Personal information
- Nationality: American
- Born: June 20, 1983 (age 43) South Bend, Indiana, U.S.
- Height: 5 ft 10 in (178 cm)
- Weight: 158 lb (72 kg)

Sport
- Sport: Running
- College team: University of South Carolina
- Club: Nike

Achievements and titles
- Personal bests: 100 m: 10.02 200 m: 20.44

Medal record
Men's athletics (track and field)
Representing United States
World Championships
| Gold medal – first place | 2007 Osaka | 4 × 100 m relay |

= Leroy Dixon =

American sprinter

Leroy Dixon (born June 20, 1983) is an American sprinter who specializes in the 100 metres.

He won the gold medal in 4 × 100 metres relay at the 2007 World Championships, together with Darvis Patton, Wallace Spearmon and Tyson Gay. Individually, he competed in 60 metres at the 2008 World Indoor Championships without reaching the final.

His personal best time over 100 metres is 10.02 seconds, achieved in June 2008 in Eugene. His personal best time over 60 metres is 6.56 seconds, achieved in February 2008 in Boston. In the 200 metres, he has run 20.44 seconds, achieved in June 2006 in Indianapolis.

Dixon lettered in football, basketball, and track & field throughout high school at the former LaSalle High School, South Bend, Indiana. His notoriety as a student-athlete was furthered at the University of South Carolina, where he majored in criminal justice. There, he earned an All-American honors and was an NCAA finalist.

In 2007, he signed with Hudson-Smith International (HSI) Agency through talent agent, Emmanuel Hudson. He trained under the roof of the UCLA field with John Smith, a sports guru and coaching legend who holds the record for coaching the most Olympic gold medalists in track & field, such as Maurice Greene, Quincy Watts, and Ato Boldon.

In 2007, Dixon won the gold medal in 4 × 100 relay in Osaka, Japan. He was ranked 4th in the U.S. and 6th in the world in the 100 meters.

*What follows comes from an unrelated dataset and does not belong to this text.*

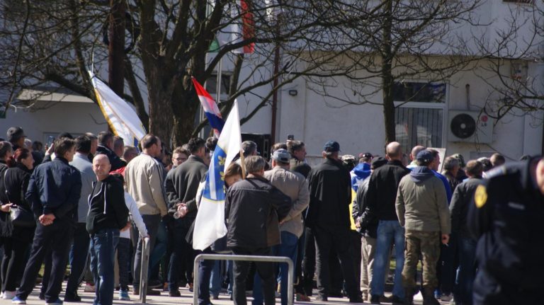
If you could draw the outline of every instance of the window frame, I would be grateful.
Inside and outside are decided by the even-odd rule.
[[[431,81],[427,79],[409,79],[403,81],[404,83],[424,83],[424,84],[440,84],[445,85],[446,93],[444,93],[444,103],[428,103],[428,102],[407,102],[402,100],[393,100],[395,108],[395,116],[397,108],[423,108],[423,109],[438,109],[442,110],[442,134],[441,137],[441,143],[438,145],[440,147],[446,147],[448,143],[448,110],[450,102],[450,83],[448,81]],[[397,123],[395,122],[395,125]],[[396,137],[396,134],[395,134]],[[410,148],[411,149],[412,148]]]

In 2008, he was a U.S. Indoor runner-up and qualified for the Indoor World Championships. He also qualified for the Beijing Olympics, despite being in a cast just 4 weeks before the Olympic trials due to a stress fracture in his fibula. He was ranked 8th in the world and 4th in the U.S. in the 100 meters.

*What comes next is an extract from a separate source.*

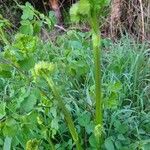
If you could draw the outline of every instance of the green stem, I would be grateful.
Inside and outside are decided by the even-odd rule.
[[[4,34],[4,32],[3,32],[2,29],[0,29],[0,38],[2,39],[2,41],[4,42],[4,44],[10,45],[10,43],[8,42],[8,40],[7,40],[7,38],[6,38],[6,36],[5,36],[5,34]]]
[[[61,99],[60,94],[58,93],[58,90],[56,89],[56,85],[54,84],[54,82],[51,78],[45,77],[45,79],[48,82],[48,85],[51,88],[54,96],[56,97],[56,100],[58,101],[58,105],[64,114],[65,120],[67,122],[71,136],[76,144],[77,150],[82,150],[76,128],[75,128],[73,120],[71,118],[71,114],[67,110],[63,100]]]
[[[102,101],[102,87],[101,87],[101,38],[99,32],[99,23],[96,13],[92,14],[91,27],[92,27],[92,43],[94,53],[94,72],[95,72],[95,99],[96,99],[96,111],[95,111],[95,123],[103,127],[103,101]],[[101,131],[102,132],[102,131]],[[99,147],[103,143],[102,133],[99,137]]]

In 2009, he made the outdoor world championship team but could not participate due to injuries. He ranked 6th in the U.S. in the 100 meters.

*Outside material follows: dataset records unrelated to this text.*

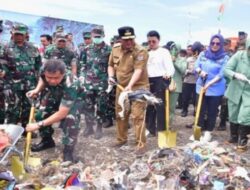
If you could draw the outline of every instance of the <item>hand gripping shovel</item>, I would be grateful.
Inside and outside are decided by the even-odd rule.
[[[31,109],[29,115],[29,123],[34,122],[35,120],[35,101],[31,100]],[[41,165],[40,158],[30,157],[30,144],[31,144],[31,132],[27,132],[26,142],[25,142],[25,152],[24,152],[24,166],[30,165],[33,167]]]
[[[35,102],[31,101],[31,109],[30,109],[30,116],[29,116],[29,123],[34,121],[34,114],[35,114]],[[11,158],[11,171],[13,175],[18,179],[26,179],[28,178],[28,166],[37,167],[41,165],[40,158],[33,158],[29,157],[30,154],[30,143],[31,143],[31,132],[27,133],[26,142],[24,147],[24,156],[23,161],[20,160],[18,156],[12,156]]]
[[[169,89],[166,88],[165,93],[165,100],[166,100],[166,130],[165,131],[159,131],[158,132],[158,146],[159,148],[173,148],[176,147],[176,137],[177,133],[176,131],[171,131],[169,129],[170,127],[170,118],[169,118]]]
[[[205,83],[206,83],[206,78],[203,79],[203,85],[200,89],[198,104],[197,104],[196,113],[195,113],[195,120],[194,120],[194,131],[193,132],[194,132],[194,139],[197,141],[199,141],[201,138],[201,127],[198,126],[198,121],[199,121],[199,117],[200,117],[203,96],[205,94],[205,89],[204,89]]]

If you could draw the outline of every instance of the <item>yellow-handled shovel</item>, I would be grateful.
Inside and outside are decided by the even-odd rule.
[[[29,115],[29,123],[34,122],[35,120],[35,102],[32,100],[30,115]],[[27,132],[26,142],[25,142],[25,151],[24,151],[24,166],[27,165],[36,167],[41,165],[41,158],[30,157],[30,144],[31,144],[32,133]]]
[[[194,120],[194,139],[199,141],[201,138],[201,127],[198,126],[199,118],[200,118],[200,112],[201,112],[201,105],[202,105],[202,100],[203,96],[205,94],[205,88],[204,85],[206,83],[206,79],[203,79],[203,86],[200,89],[200,94],[199,94],[199,99],[198,99],[198,104],[196,108],[196,113],[195,113],[195,120]]]
[[[169,106],[170,106],[170,98],[169,98],[169,89],[166,89],[165,92],[165,100],[166,100],[166,131],[158,132],[158,146],[159,148],[173,148],[176,147],[176,131],[171,131],[170,127],[170,117],[169,117]]]

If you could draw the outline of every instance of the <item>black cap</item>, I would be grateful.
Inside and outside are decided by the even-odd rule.
[[[231,40],[226,38],[225,41],[224,41],[224,45],[228,45],[228,44],[231,44]]]
[[[91,38],[91,33],[90,32],[83,32],[82,33],[84,38]]]
[[[130,26],[124,26],[124,27],[119,28],[118,33],[121,39],[134,39],[135,38],[134,28]]]
[[[91,33],[95,34],[95,35],[98,35],[98,36],[104,36],[104,30],[103,30],[103,27],[95,27],[92,29]]]

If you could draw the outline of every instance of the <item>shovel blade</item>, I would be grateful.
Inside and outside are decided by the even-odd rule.
[[[22,179],[25,177],[25,169],[23,161],[20,160],[18,156],[12,156],[11,157],[11,171],[15,178]]]
[[[158,147],[173,148],[176,147],[176,131],[160,131],[158,132]]]
[[[168,131],[167,132],[167,148],[174,148],[176,147],[176,137],[177,137],[177,133],[176,131]]]
[[[168,139],[167,131],[159,131],[158,132],[158,147],[167,148],[167,139]]]
[[[29,157],[27,164],[34,168],[41,166],[42,165],[41,158]]]
[[[201,138],[201,127],[195,126],[194,127],[194,139],[199,141]]]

In 2010, he was ranked 5th in the U.S. and 10th in the world in the 100 meters.

Dixon was awarded a street name and the keys to his hometown of South Bend, Indiana. He has traveled to over 40 countries and enjoys mentoring up-and-coming athletes around the world.

Currently, he serves as the face and spokesperson for the Blink Campaign, a national awareness campaign for HIV & Aids. He is also a strong advocate for safety and prevention of diseases, especially cancer, as his Mother was diagnosed with breast cancer in 2008.

In 2011 Dixon signed with Icon Management under Kimberly Holland, who is best recognized for managing the most gold medalists in the 2008 Olympics. He also trains under a new coach, Bob Kersee, whose expertise produced talents such as Florence Griffith Joyner, Gail Devers, and Jackie Joyner-Kersee.